W ślad za WIG20 podąża najszerszy wskaźnik rynku, WIG, który w stosunku do czwartkowego zamknięcia tracił o 0,9 proc. Lepiej wypadają indeksy średnich i mniejszych spółek. mWIG40 zsunął się o 0,4 proc., a sWIG80 o niecałe 0,1 proc. Stabilizacji notowań firm z tej grupy sprzyja zwiększony obrót akcjami części z nich, wskazujący na trwającą przebudowę portfeli inwestorów. Notowania Kruszwicy rosną o ponad 9 proc. przy obrotach zbliżających się do 3 mln zł, akcje Koelnera zyskują 7,3 proc. z obrotem na poziomie niemal 6,5 mln zł, a papiery Sygnity drożeją o 4,3 zł, z obrotem prawie 1,9 mln zł.
Skala spadków w Warszawie nie różni się bardzo od głębokości przecen na rynkach zachodnioeuropejskich. Najmocniej zniżkuje tam giełda we Frankfurcie, której indeks DAX traci 1,8 proc.

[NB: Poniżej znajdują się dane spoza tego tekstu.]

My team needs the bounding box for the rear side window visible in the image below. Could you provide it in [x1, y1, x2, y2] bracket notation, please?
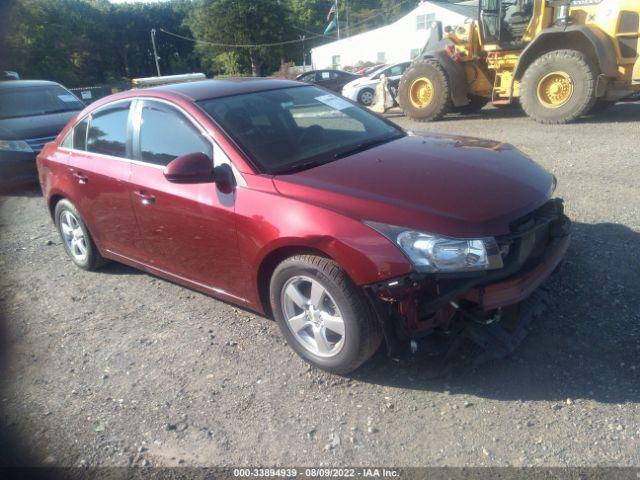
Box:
[73, 118, 89, 150]
[86, 102, 130, 158]
[140, 102, 213, 166]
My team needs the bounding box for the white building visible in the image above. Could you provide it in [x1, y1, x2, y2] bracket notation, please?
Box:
[311, 0, 478, 69]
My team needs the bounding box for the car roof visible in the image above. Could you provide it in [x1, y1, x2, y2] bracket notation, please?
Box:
[146, 77, 306, 102]
[0, 80, 61, 90]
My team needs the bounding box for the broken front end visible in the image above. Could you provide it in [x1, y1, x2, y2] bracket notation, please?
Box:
[366, 199, 571, 365]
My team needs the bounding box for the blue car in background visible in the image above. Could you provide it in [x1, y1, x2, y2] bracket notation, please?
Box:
[0, 80, 84, 191]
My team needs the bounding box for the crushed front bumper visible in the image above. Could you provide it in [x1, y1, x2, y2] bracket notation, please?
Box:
[365, 200, 571, 368]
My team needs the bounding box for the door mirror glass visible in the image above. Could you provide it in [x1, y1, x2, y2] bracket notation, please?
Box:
[164, 152, 214, 183]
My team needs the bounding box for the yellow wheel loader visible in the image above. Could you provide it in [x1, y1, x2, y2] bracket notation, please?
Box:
[397, 0, 640, 124]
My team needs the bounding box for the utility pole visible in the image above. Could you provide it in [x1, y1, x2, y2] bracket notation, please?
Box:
[298, 35, 307, 72]
[151, 28, 162, 77]
[336, 0, 340, 40]
[344, 0, 351, 37]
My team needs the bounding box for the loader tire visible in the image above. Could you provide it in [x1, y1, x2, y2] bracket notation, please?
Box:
[398, 59, 451, 122]
[520, 50, 598, 124]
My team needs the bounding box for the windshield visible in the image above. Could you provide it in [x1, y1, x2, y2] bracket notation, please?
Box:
[0, 85, 84, 118]
[199, 86, 405, 173]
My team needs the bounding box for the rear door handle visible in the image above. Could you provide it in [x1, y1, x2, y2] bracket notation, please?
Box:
[133, 190, 156, 205]
[73, 172, 89, 185]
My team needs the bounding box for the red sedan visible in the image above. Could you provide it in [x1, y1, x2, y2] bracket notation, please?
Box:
[38, 79, 569, 373]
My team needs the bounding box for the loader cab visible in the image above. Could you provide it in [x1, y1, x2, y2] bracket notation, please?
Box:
[478, 0, 535, 50]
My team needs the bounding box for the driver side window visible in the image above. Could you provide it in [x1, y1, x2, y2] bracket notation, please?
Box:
[140, 101, 213, 166]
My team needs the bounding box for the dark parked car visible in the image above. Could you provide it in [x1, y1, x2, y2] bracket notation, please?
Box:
[38, 79, 569, 373]
[297, 70, 362, 93]
[0, 80, 84, 190]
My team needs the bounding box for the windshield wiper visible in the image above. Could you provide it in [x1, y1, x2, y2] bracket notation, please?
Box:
[333, 134, 403, 159]
[42, 107, 82, 115]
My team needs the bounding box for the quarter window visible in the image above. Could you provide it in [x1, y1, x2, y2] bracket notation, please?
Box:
[86, 102, 129, 157]
[140, 102, 213, 166]
[72, 118, 89, 150]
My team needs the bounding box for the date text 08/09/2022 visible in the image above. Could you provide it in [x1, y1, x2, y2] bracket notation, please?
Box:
[233, 468, 400, 478]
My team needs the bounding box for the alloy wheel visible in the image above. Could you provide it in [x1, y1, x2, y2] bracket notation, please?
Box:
[60, 210, 89, 262]
[281, 276, 345, 357]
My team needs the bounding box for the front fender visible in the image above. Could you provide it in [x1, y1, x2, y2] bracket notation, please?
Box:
[236, 184, 413, 309]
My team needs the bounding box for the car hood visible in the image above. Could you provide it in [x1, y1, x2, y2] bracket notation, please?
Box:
[0, 110, 80, 140]
[343, 77, 378, 89]
[274, 133, 555, 237]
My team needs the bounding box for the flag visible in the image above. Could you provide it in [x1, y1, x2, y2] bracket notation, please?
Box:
[327, 0, 338, 22]
[324, 18, 338, 35]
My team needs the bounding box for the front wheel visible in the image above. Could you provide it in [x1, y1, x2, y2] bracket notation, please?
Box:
[270, 255, 382, 374]
[397, 59, 451, 122]
[520, 50, 598, 124]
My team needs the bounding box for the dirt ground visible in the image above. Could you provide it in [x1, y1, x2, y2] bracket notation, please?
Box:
[0, 104, 640, 467]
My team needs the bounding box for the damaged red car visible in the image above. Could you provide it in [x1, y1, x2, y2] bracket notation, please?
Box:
[38, 79, 570, 374]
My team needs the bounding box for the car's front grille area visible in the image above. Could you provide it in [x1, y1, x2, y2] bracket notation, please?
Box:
[25, 135, 56, 153]
[496, 199, 566, 267]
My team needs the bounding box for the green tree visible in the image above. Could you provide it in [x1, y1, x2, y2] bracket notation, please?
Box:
[187, 0, 291, 76]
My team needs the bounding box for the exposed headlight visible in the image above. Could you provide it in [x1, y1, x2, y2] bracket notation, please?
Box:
[365, 222, 504, 273]
[0, 140, 33, 152]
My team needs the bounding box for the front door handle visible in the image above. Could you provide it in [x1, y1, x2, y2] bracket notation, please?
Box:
[133, 191, 156, 205]
[73, 172, 89, 185]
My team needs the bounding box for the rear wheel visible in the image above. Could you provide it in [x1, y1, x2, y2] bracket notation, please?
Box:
[398, 59, 451, 122]
[270, 255, 382, 374]
[520, 50, 598, 124]
[54, 199, 106, 270]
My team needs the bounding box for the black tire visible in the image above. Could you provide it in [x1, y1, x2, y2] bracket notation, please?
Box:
[520, 50, 598, 124]
[589, 99, 618, 115]
[269, 255, 383, 375]
[397, 58, 451, 122]
[54, 199, 107, 270]
[453, 95, 489, 114]
[358, 88, 376, 107]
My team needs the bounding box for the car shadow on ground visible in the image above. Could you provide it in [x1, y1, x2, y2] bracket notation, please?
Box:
[351, 223, 640, 403]
[0, 183, 42, 198]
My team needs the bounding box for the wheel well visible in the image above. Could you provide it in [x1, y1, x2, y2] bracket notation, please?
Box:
[258, 246, 331, 316]
[514, 32, 600, 80]
[49, 195, 64, 218]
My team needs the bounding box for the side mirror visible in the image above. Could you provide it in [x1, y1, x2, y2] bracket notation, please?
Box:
[164, 152, 214, 183]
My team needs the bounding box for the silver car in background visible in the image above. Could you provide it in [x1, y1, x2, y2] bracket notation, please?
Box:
[342, 62, 411, 107]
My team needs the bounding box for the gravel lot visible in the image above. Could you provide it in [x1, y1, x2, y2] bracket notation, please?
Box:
[0, 104, 640, 467]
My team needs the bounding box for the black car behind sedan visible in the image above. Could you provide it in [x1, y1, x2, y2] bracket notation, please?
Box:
[0, 80, 84, 191]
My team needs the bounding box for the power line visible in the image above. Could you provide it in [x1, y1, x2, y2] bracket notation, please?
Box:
[160, 28, 324, 48]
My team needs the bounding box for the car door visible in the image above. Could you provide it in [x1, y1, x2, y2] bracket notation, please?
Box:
[316, 70, 336, 90]
[131, 99, 244, 298]
[67, 100, 141, 260]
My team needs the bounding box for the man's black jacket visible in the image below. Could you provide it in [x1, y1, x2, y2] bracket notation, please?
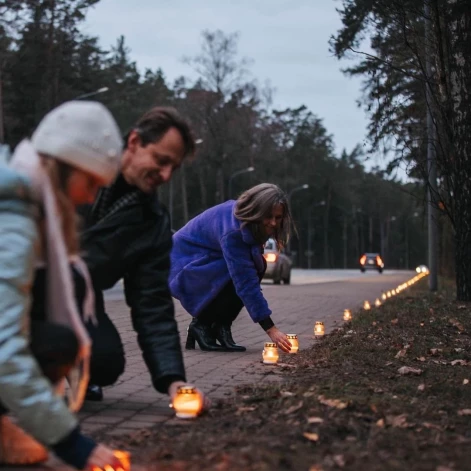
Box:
[79, 186, 185, 393]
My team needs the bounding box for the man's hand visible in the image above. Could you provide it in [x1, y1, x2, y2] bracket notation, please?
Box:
[267, 326, 291, 353]
[168, 381, 211, 411]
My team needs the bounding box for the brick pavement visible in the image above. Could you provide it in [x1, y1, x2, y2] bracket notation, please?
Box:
[10, 272, 414, 471]
[76, 272, 413, 438]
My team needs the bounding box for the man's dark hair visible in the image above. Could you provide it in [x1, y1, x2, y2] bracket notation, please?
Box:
[124, 106, 195, 157]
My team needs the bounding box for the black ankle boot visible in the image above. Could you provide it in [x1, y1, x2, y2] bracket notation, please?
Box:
[214, 324, 247, 352]
[85, 384, 103, 401]
[185, 319, 225, 352]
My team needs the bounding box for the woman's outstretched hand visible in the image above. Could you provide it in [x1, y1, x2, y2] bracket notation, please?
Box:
[267, 326, 291, 353]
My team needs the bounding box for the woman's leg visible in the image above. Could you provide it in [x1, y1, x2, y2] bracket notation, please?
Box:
[186, 281, 245, 351]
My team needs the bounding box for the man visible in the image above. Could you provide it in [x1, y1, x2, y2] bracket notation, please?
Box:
[82, 107, 195, 400]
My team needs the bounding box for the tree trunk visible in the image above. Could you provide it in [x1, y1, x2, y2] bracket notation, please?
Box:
[0, 63, 5, 144]
[448, 0, 471, 301]
[368, 216, 373, 252]
[198, 165, 208, 210]
[324, 182, 332, 268]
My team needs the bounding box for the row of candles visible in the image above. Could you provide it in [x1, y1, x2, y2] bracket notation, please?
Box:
[170, 334, 299, 419]
[171, 271, 428, 419]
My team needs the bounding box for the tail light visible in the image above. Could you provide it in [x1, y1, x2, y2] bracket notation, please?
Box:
[263, 253, 277, 263]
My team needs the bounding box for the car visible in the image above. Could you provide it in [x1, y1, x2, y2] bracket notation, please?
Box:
[360, 253, 384, 273]
[415, 265, 429, 273]
[263, 239, 293, 285]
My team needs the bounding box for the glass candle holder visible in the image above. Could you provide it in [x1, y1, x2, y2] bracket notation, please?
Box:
[172, 384, 203, 419]
[314, 322, 325, 336]
[286, 334, 299, 353]
[262, 342, 280, 365]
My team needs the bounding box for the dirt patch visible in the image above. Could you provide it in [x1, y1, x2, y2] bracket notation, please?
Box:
[106, 280, 471, 471]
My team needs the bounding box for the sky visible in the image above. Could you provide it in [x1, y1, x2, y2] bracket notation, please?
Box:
[83, 0, 384, 166]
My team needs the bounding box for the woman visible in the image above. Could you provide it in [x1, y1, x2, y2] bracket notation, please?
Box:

Londyński FTSE traci 1,1 proc., a paryski CAC40 – 1 proc.
Na rynku walutowym dolar rano wyraźnie umocnił się do euro, schodząc przejściowo poniżej poziomu 1,35 za jednostkę europejskiej waluty. Na wartości początkowo tracił także złoty. Po godzinie 10 zaczął jednak zdecydowanie się umacniać. Pojawiły się pogłoski o kolejnej interwencji Narodowego Banku Polskiego na rynku. Przed godziną 11 za euro płacono 4,41 zł, a za dolara niespełna 3,26 zł.